Para el acreditado analista, doctor Rafael Vela Martínez la llegada de Hernández Palacios a la ASF puede marcar un punto de inflexión en la fiscalización del gasto público en México.
“Pero en Veracruz y, particularmente en la vida institucional de la Universidad Veracruzana (UV) el significado político de este nombramiento podría ser aún mayor, ya que abre la posibilidad de esclarecer el destino del subejercicio multimillonario señalado por el Órgano de Fiscalización Superior del Estado de Veracruz (ORFIS)”.
Para el acreditado catedrático del Instituto de Investigaciones y Estudios Superiores Económicos y Sociales (IIESES) la llegada de Hernández Palacios ocurre en un momento particularmente delicado para la UV, que enfrenta crisis de legalidad por la prórroga que la Junta de Gobierno otorgó al Rector Martín Aguilar.
Y es que, de acuerdo con los Informes de Resultados de la Fiscalización Superior de las Cuentas Públicas 2021, 2022, 2023 y 2024 del Órgano de Fiscalización Superior del Estado de Veracruz (ORFIS), la Universidad Veracruzana registró subejercicios presupuestales acumulados por 5 mil 258 millones de pesos durante ese periodo.

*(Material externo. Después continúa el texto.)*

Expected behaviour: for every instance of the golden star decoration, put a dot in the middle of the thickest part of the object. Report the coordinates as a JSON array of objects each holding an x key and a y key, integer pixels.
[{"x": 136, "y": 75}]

Ello, colocado en otro contexto equivale «a más de 110 mil becas universitarias de $50,000 pesos anuales; a la construcción de 55–70 edificios universitarios modernos (estimando entre 80 y 100 millones por edificio); financiar 5,000 proyectos de investigación científica de un millón de pesos cada uno; duplicar durante varios años el presupuesto de infraestructura universitaria» sostiene el catedrático Vela Martínez.
¿Dónde terminó ese dinero? ¿Dónde los mil 600 millones entregados a la UV en 2021; dónde los mil 200 correspondientes a 2022? ¿De verdad, se ejercieron con legalidad y a cabalidad los mil 845 millones entregados en 2023 o los casi 2 mil millones en 2024?
La UV bajo el mando de Martín apesta.
No vaya a ser que no los ejerció o que los ejerció parcialmente de acuerdo al mandato de AMLO para sumarlos, vía subejercicio, a la gran bolsa de la SHCP o que el gobierno del atarantado Cuitláhuac García los destinó a campañas electorales.
Consideremos que el subejercicio presupuestal no es un simple error administrativo.
“Cuando una institución devuelve recursos millonarios al final del ejercicio fiscal, se genera una zona gris financiera que exige una explicación pública clara. En el ambiente universitario veracruzano se ha instalado una hipótesis inquietante: que ese subejercicio podría haber servido para financiar intereses políticos externos a la universidad”, apunta Rafael Vela.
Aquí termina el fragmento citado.